Şükür ki, bazı yaralar almasına rağmen ailevî değerlerimiz hâlâ eski canlılığını ve önemini koruyor. Günümüz insanı dört bir yanını kuşatmış tahripkâr akımlardan korunmak için mutluluğu yine ve ancak aile çatısı altında bulabiliyor. Zira fıtrat yalan söylemiyor.
Kaybolan değerlerimizi bulma adreslerinden biri de tarihtir. O halde biz de bir nostalji yapalım ve bakalım Osmanlı’da aile yapısı nasılmış, neler değişmiş, neler değişmeden günümüze kadar gelebilmiş?
Osmanlı ailesinin özünü besleyen, şekillendiren unsurların özünü anlamak için, Osmanlı toplumunun özelliklerini genel çerçevede incelemek gerekiyor.
Tarihçi-yazar Yılmaz Öztuna’dan şu anekdotu aktaralım: “Osmanlı Türk toplumu itaat temeline dayanıyordu. Bu itaat korku ve zorlama eseri değil, bir gelenek ve bir anlayış biçimi idi. İtaat, saygıyı beraberinde getiriyordu. Öyle ki, kendisinden 6 ay önce ustalık derecesine yükselmiş bir esnaf, 6 ay kıdemsiz ustadan saygı görürdü. Bu, silsile halinde aşağıdan yukarıya kadar devam eder ve piramidin başında padişah bulunurdu.

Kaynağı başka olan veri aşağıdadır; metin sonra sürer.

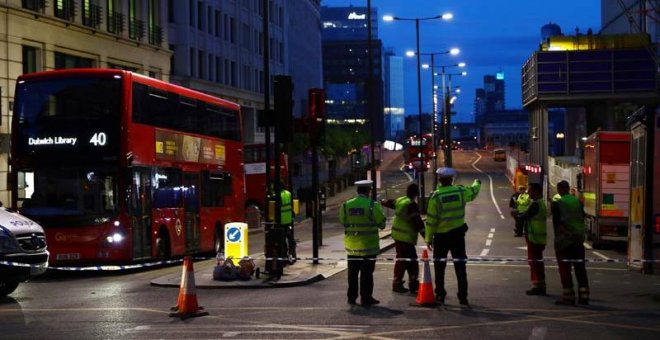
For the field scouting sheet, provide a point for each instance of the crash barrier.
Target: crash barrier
(494, 260)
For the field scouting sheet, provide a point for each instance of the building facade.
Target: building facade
(39, 35)
(218, 48)
(346, 68)
(394, 97)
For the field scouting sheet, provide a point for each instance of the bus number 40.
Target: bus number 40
(98, 139)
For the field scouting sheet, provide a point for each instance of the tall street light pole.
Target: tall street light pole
(370, 103)
(446, 16)
(446, 114)
(434, 99)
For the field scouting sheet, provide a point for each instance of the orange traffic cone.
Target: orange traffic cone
(186, 304)
(425, 295)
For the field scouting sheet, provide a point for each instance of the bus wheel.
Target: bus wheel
(163, 251)
(7, 287)
(219, 242)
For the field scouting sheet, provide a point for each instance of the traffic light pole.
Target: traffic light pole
(267, 112)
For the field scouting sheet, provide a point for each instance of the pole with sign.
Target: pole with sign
(236, 240)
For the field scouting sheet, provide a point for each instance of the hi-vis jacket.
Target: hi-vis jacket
(523, 202)
(568, 220)
(446, 210)
(361, 218)
(286, 215)
(537, 229)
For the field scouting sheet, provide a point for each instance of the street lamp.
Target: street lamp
(446, 108)
(446, 101)
(445, 16)
(434, 103)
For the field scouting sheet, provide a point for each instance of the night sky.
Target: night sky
(493, 35)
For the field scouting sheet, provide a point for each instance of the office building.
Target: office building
(346, 68)
(394, 97)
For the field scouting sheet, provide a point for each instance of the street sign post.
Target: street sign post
(236, 240)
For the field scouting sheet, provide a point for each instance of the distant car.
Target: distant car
(499, 155)
(23, 245)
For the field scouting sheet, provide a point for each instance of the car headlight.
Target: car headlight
(8, 243)
(114, 238)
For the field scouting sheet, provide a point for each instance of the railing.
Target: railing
(92, 16)
(155, 35)
(65, 9)
(115, 23)
(136, 29)
(34, 5)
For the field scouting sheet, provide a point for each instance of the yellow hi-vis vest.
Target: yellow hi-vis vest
(286, 212)
(446, 209)
(572, 217)
(537, 228)
(402, 227)
(523, 202)
(361, 218)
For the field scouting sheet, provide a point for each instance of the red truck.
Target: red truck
(606, 191)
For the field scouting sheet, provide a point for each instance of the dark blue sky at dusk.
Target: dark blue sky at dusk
(493, 35)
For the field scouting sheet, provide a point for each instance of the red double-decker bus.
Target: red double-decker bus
(119, 167)
(254, 157)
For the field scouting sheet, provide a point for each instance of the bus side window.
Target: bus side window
(217, 186)
(167, 188)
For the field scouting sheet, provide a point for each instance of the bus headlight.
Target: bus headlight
(115, 238)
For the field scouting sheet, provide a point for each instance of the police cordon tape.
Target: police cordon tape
(498, 260)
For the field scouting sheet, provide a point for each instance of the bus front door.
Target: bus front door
(191, 207)
(140, 212)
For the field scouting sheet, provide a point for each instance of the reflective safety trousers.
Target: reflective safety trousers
(361, 218)
(446, 209)
(286, 215)
(523, 202)
(402, 227)
(538, 224)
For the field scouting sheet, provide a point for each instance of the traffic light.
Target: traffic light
(283, 107)
(316, 114)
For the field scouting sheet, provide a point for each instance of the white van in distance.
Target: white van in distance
(23, 252)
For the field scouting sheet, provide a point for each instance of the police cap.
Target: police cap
(365, 183)
(446, 172)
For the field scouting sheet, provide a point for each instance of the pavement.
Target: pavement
(303, 272)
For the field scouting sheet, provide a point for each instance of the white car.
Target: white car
(23, 252)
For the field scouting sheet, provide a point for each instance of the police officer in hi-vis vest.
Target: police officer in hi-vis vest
(536, 236)
(445, 230)
(361, 217)
(405, 227)
(286, 222)
(519, 202)
(568, 223)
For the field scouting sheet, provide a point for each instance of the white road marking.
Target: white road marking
(492, 194)
(538, 333)
(600, 255)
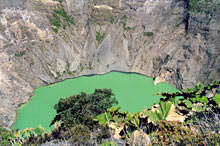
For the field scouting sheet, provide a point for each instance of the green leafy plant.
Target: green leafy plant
(160, 113)
(109, 144)
(80, 134)
(83, 108)
(216, 98)
(175, 133)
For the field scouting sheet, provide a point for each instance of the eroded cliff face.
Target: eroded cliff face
(163, 38)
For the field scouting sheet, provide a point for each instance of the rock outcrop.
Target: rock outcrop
(44, 41)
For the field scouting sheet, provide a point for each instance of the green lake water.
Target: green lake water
(134, 92)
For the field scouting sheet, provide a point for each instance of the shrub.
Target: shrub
(80, 134)
(5, 137)
(174, 133)
(83, 108)
(103, 134)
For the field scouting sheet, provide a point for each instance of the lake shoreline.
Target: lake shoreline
(85, 75)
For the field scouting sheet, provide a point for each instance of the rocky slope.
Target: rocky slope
(44, 41)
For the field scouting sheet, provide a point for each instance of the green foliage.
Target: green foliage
(109, 144)
(148, 34)
(80, 134)
(90, 66)
(18, 138)
(194, 99)
(161, 113)
(103, 134)
(99, 37)
(216, 98)
(6, 137)
(83, 108)
(174, 133)
(20, 53)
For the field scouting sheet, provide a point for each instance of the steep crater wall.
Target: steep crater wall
(45, 41)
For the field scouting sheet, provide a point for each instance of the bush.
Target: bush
(5, 137)
(174, 133)
(103, 134)
(83, 108)
(80, 134)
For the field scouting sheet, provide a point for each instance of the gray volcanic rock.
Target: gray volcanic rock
(156, 38)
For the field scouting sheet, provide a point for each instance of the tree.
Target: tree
(83, 108)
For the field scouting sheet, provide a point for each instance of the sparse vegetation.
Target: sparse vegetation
(60, 19)
(112, 19)
(148, 34)
(124, 23)
(20, 53)
(68, 69)
(100, 37)
(83, 114)
(87, 107)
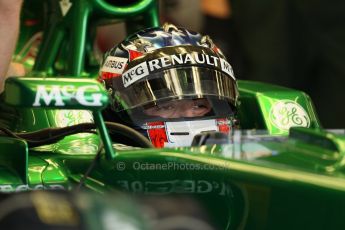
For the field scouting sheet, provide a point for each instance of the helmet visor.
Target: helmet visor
(176, 83)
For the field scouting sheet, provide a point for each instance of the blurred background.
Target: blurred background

“Toplumun ikinci dinamiği ‘nezaket’ti. Birçok farklı milleti bir arada yaşatan Osmanlı toplumunda gürültü, patırtı, tecavüz, şiddet ve kaba kuvvetten nefret edilirdi. İstanbul terbiyesi ve nezaketi dünyaca ünlü idi. Nezaket, konuşulan dile de yansır, okuma yazması olmayan bir mahalle kızı bile Türkçe’nin ahenklisini konuşurdu. Toplum tok gözlü ve kanaatkâr idi. Aç ve açıkta insan yoktu. İhtiyaçlar bugünküne nispetle, mukayese kabul etmeyecek derecede sınırlı idi. Lüks ve israf belli ailelerde görülürdü ki, bunlar da fikir babaları idiler. İsrafları derecesinde sosyal müesseseler de kurarlardı.
“Mahallede gerçek bir muhtacın bulunması, o mahalle için şerefsizlik sayılırdı. Hatta işsiz ve bekârın varlığı bile hoş görülmez, el birliği ile evlendirilirdi. Herkes yorganına göre ayak uzatmasını bilirdi. Sosyal şartları birbirine yakın aileler arasında evlenmeler yapılırdı.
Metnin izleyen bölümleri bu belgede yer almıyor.